2.1. RSS based source

{
	"https://news.mn/en": {
		"favicon_url": "https://news.mn/en/wp-content/uploads/2019/07/NE-16.jpg",
		"news_rss_url": "https://news.mn/en/feed/",
		"search_url": "https://news.mn/en/search/{}/feed", (1)
		"search_url_web": "https://news.mn/en/search/{}", (2)
		"type": "XML", (3)
		"tags": { … } (4)
	}
}

1	In this URL, the `{}` will be replaced by Meta-Press.es with your search terms.
2	This 2nd URL allows to redirect the user to the source online result page, for instance to go deeper into this source.
3	When there is no `type` entry in the source definition, results are provided in HTML. Here we precise that the source is responding in `XML`, but it could also be `JSON`.
4	`tags` are explained later

2.2. Extend your own source definitions: `extends`

	"https://news.mn": {
		"extends": "https://news.mn/en", (1)
		"news_rss_url": "https://news.mn/feed/",
		"search_url": "https://news.mn/search/{}/feed",
		"search_url_web": "https://news.mn/?s={}",
		"tags": { … }
	}

1	Here "https://news.mn/en" is the key of entry to extend.

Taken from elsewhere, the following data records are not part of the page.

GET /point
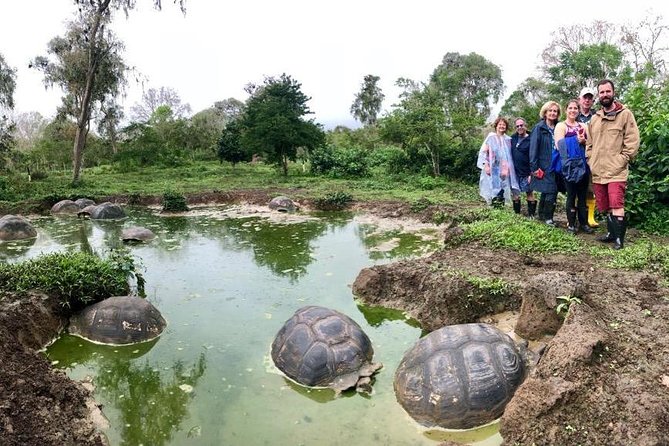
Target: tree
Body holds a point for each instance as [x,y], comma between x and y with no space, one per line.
[154,98]
[526,101]
[368,101]
[585,67]
[418,124]
[7,87]
[230,146]
[273,121]
[87,65]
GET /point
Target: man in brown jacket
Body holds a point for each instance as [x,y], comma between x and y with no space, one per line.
[612,142]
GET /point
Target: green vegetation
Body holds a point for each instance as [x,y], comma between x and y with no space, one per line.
[333,201]
[498,228]
[174,202]
[77,278]
[644,254]
[565,304]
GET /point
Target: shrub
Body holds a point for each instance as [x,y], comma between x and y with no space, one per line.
[78,278]
[334,201]
[174,202]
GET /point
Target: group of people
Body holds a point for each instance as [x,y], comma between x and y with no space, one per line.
[588,152]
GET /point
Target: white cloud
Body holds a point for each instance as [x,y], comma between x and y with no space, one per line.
[219,46]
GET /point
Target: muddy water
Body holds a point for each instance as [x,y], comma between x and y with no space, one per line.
[225,286]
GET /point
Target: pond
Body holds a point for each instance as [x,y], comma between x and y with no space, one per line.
[226,286]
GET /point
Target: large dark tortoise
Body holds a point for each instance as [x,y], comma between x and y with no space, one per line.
[320,347]
[460,376]
[118,320]
[16,227]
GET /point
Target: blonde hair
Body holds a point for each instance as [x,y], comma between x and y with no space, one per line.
[546,106]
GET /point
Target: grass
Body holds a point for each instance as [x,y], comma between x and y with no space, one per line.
[204,176]
[499,228]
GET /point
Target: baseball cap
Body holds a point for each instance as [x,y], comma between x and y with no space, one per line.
[586,90]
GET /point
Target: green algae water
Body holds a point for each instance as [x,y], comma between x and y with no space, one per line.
[226,286]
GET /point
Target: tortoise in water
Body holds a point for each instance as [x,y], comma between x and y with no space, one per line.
[137,234]
[118,320]
[320,347]
[460,376]
[15,227]
[106,211]
[282,204]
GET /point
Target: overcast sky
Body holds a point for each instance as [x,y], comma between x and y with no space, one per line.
[219,46]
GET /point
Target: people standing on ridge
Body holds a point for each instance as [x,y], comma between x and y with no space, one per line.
[541,150]
[585,100]
[498,176]
[612,142]
[573,147]
[520,153]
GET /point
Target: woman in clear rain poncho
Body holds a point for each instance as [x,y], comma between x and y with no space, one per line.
[498,177]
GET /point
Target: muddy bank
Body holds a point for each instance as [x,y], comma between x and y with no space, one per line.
[604,376]
[38,405]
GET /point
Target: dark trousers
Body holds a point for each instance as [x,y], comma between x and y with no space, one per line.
[576,196]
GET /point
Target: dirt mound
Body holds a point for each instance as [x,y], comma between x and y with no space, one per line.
[38,405]
[603,378]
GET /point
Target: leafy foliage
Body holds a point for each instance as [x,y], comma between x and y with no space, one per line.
[174,202]
[229,145]
[78,279]
[648,183]
[368,101]
[333,201]
[505,230]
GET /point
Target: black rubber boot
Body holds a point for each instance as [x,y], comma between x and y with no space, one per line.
[542,208]
[571,221]
[549,210]
[621,228]
[610,236]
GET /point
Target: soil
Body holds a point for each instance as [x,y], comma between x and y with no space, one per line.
[601,374]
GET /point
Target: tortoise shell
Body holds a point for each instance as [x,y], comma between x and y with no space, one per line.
[460,376]
[320,347]
[118,320]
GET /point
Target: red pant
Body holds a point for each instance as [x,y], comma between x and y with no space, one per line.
[610,196]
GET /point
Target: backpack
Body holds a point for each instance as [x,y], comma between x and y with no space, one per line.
[569,160]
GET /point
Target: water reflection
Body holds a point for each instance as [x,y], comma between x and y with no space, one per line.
[152,402]
[376,316]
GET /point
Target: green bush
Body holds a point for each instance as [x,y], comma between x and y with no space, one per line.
[174,202]
[78,278]
[339,162]
[334,201]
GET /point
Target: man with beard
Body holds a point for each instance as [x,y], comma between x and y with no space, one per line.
[612,142]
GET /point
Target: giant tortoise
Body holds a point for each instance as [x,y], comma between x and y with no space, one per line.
[118,320]
[15,227]
[460,376]
[320,347]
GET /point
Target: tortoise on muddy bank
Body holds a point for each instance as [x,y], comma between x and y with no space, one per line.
[320,347]
[15,227]
[460,376]
[137,234]
[118,320]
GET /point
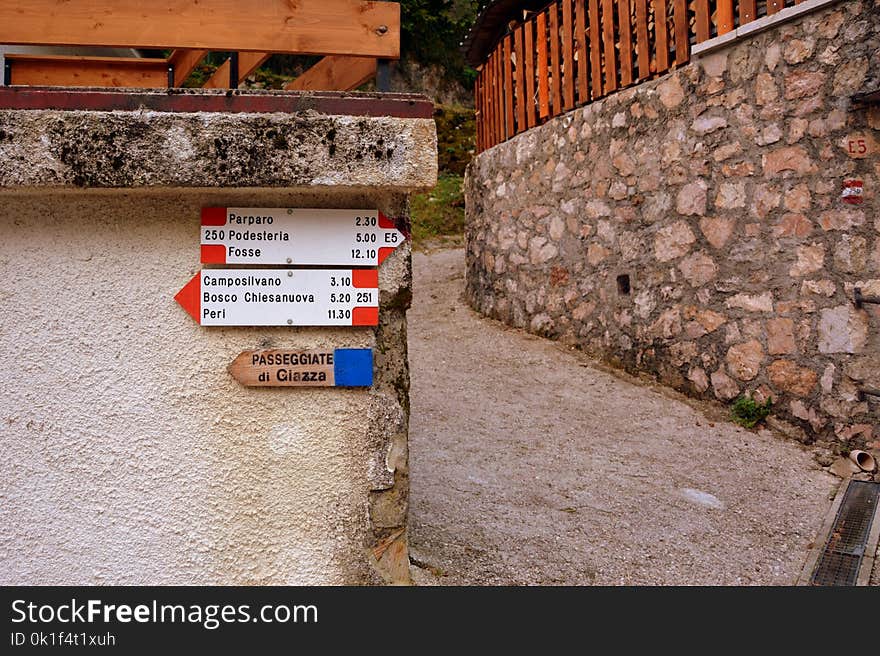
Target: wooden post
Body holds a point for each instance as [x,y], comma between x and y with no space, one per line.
[661,35]
[520,79]
[529,72]
[556,81]
[567,55]
[508,89]
[625,28]
[608,39]
[595,50]
[580,37]
[682,44]
[542,69]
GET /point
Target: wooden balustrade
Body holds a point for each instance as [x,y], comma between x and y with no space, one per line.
[351,35]
[576,51]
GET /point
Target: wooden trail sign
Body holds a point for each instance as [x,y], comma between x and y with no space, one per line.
[282,297]
[286,368]
[278,235]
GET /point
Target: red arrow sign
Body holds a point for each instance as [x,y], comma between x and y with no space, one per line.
[295,235]
[279,297]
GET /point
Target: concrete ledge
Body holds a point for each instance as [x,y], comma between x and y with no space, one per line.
[400,105]
[759,25]
[210,149]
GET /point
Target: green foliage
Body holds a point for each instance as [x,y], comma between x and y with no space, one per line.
[747,413]
[440,211]
[456,133]
[431,31]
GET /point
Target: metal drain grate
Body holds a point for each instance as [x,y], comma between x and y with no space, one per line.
[843,553]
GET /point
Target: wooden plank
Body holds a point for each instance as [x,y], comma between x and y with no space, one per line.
[643,48]
[625,30]
[541,69]
[480,116]
[580,40]
[318,27]
[555,63]
[184,63]
[487,102]
[490,98]
[682,45]
[701,20]
[499,97]
[477,116]
[73,71]
[520,80]
[661,35]
[335,73]
[510,130]
[724,16]
[495,106]
[248,62]
[595,50]
[748,11]
[567,54]
[609,40]
[529,71]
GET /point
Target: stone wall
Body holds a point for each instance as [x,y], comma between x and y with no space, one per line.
[693,227]
[130,455]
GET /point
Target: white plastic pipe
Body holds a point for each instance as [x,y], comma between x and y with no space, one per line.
[864,460]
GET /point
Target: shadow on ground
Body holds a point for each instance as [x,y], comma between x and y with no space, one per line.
[531,466]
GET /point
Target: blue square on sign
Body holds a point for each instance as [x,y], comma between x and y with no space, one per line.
[353,367]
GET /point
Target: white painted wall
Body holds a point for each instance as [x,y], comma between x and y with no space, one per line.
[128,454]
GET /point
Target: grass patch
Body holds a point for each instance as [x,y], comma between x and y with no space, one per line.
[439,212]
[747,413]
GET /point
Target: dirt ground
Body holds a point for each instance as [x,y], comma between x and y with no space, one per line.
[530,465]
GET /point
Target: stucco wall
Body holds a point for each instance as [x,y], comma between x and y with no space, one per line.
[129,454]
[717,191]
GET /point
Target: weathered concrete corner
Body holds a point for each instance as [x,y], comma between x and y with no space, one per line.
[131,455]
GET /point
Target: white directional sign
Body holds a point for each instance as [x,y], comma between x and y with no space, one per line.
[278,235]
[279,297]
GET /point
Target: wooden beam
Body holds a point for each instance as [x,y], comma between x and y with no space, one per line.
[73,71]
[184,63]
[335,73]
[318,27]
[248,62]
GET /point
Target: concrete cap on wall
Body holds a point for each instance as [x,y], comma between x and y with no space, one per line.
[91,138]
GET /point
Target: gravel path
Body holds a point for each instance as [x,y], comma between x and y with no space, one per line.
[532,466]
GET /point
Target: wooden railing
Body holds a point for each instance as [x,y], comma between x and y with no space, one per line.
[576,51]
[355,37]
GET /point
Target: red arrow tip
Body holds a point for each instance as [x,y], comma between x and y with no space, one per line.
[190,297]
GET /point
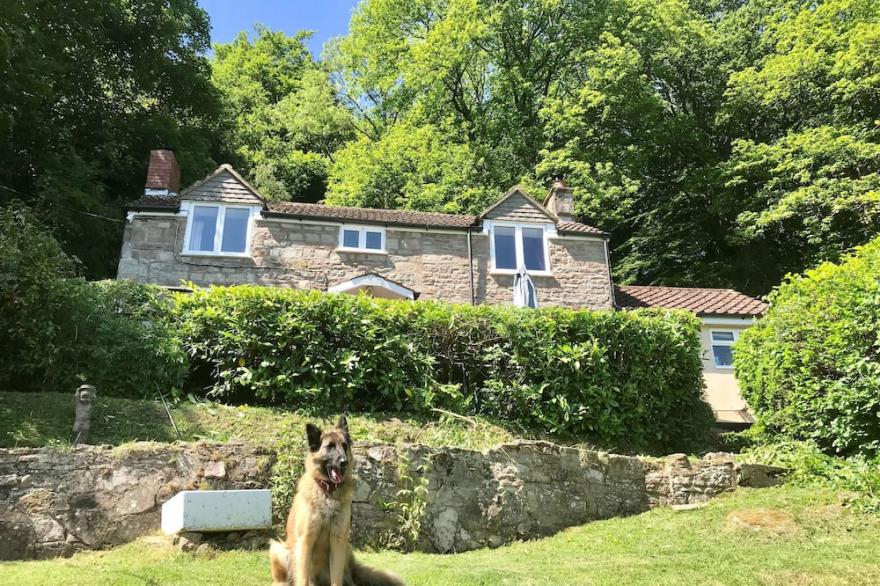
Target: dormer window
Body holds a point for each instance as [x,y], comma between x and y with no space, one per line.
[514,244]
[217,229]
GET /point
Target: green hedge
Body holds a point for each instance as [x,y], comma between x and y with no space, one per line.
[811,367]
[622,378]
[62,331]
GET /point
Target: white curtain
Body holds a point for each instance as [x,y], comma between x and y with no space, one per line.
[524,293]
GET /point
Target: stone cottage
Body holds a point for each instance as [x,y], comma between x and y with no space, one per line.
[220,231]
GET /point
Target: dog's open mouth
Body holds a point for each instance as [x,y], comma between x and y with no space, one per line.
[335,475]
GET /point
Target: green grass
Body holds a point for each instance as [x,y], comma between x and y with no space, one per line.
[39,419]
[830,546]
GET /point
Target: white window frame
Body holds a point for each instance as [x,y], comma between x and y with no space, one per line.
[362,239]
[549,232]
[187,208]
[729,343]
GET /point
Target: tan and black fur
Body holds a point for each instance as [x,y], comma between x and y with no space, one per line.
[317,551]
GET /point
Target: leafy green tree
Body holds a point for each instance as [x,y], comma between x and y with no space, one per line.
[722,143]
[810,368]
[802,181]
[286,122]
[85,92]
[409,167]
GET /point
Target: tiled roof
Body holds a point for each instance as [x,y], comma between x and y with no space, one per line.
[577,228]
[225,183]
[155,202]
[373,216]
[700,301]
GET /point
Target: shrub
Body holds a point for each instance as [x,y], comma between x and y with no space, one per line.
[809,466]
[810,367]
[629,379]
[64,331]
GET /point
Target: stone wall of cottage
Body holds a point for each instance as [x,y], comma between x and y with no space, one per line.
[58,501]
[303,255]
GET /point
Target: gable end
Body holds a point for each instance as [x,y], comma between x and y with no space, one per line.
[517,206]
[224,185]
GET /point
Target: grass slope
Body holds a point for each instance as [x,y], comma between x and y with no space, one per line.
[830,546]
[39,419]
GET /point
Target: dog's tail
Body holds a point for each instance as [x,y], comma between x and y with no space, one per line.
[367,576]
[279,558]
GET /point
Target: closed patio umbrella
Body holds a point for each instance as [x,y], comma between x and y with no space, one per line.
[524,293]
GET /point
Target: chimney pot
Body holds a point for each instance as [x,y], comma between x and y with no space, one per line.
[560,200]
[163,174]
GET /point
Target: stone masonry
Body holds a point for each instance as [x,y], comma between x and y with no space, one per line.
[55,502]
[303,255]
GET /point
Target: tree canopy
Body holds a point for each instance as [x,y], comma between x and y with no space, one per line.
[721,143]
[85,92]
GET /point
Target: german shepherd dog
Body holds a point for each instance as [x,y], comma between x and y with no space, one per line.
[317,551]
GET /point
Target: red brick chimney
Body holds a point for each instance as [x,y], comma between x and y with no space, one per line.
[163,174]
[560,200]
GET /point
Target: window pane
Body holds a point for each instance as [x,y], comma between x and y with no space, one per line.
[533,249]
[505,247]
[350,238]
[235,230]
[723,355]
[722,336]
[204,227]
[374,240]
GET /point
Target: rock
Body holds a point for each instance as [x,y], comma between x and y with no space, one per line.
[763,520]
[38,501]
[47,529]
[191,536]
[215,470]
[205,550]
[105,496]
[158,541]
[185,545]
[689,506]
[760,475]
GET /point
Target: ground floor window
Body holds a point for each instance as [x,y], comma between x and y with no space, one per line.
[722,347]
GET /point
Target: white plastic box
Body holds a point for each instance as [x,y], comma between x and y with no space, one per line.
[217,510]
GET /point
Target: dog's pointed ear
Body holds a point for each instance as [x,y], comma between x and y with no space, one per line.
[314,436]
[342,426]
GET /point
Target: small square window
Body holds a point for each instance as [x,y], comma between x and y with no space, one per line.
[362,238]
[235,223]
[374,240]
[505,247]
[204,228]
[722,336]
[517,245]
[722,347]
[533,248]
[350,238]
[723,355]
[217,229]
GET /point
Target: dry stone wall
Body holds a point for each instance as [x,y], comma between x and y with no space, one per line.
[57,501]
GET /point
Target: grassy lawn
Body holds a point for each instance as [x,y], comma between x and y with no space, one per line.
[39,419]
[826,545]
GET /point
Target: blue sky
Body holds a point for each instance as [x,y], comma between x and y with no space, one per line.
[328,18]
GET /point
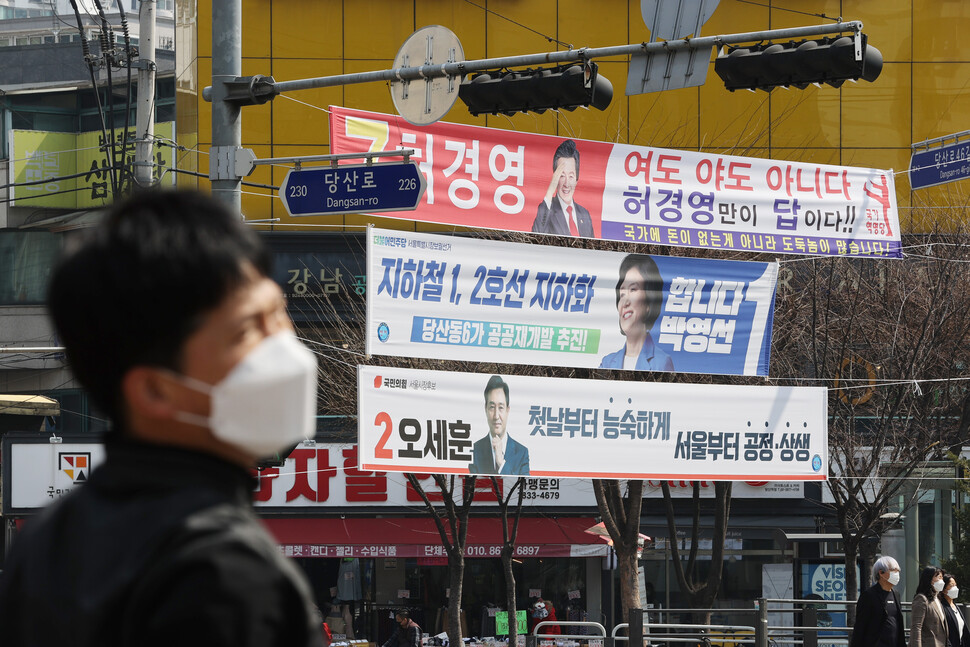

In this case, a copy of the extended source (here it’s https://news.mn/en) is used and completed with the provided elements of the new source https://news.mn.

If you need to remove an element coming from the extended source, you can set it with the null value in the new source definition. This way it won’t be erased and won’t be considered by Meta-Press.es

2.3. JSON based source definition

To diagnose an AJAX result loading case, it’s possible to use the Firefox’s developer’s tools. The F12 key allow to open those tools, and then we can click on the Console tab. The XHR requests are that occur after the initial page loading are listed here. Each requests can be inspected in the console, including the JSON response payload.

If the inspected request contains your search results then you already get its address and then you can determine the JSON paths to reach each wanted information.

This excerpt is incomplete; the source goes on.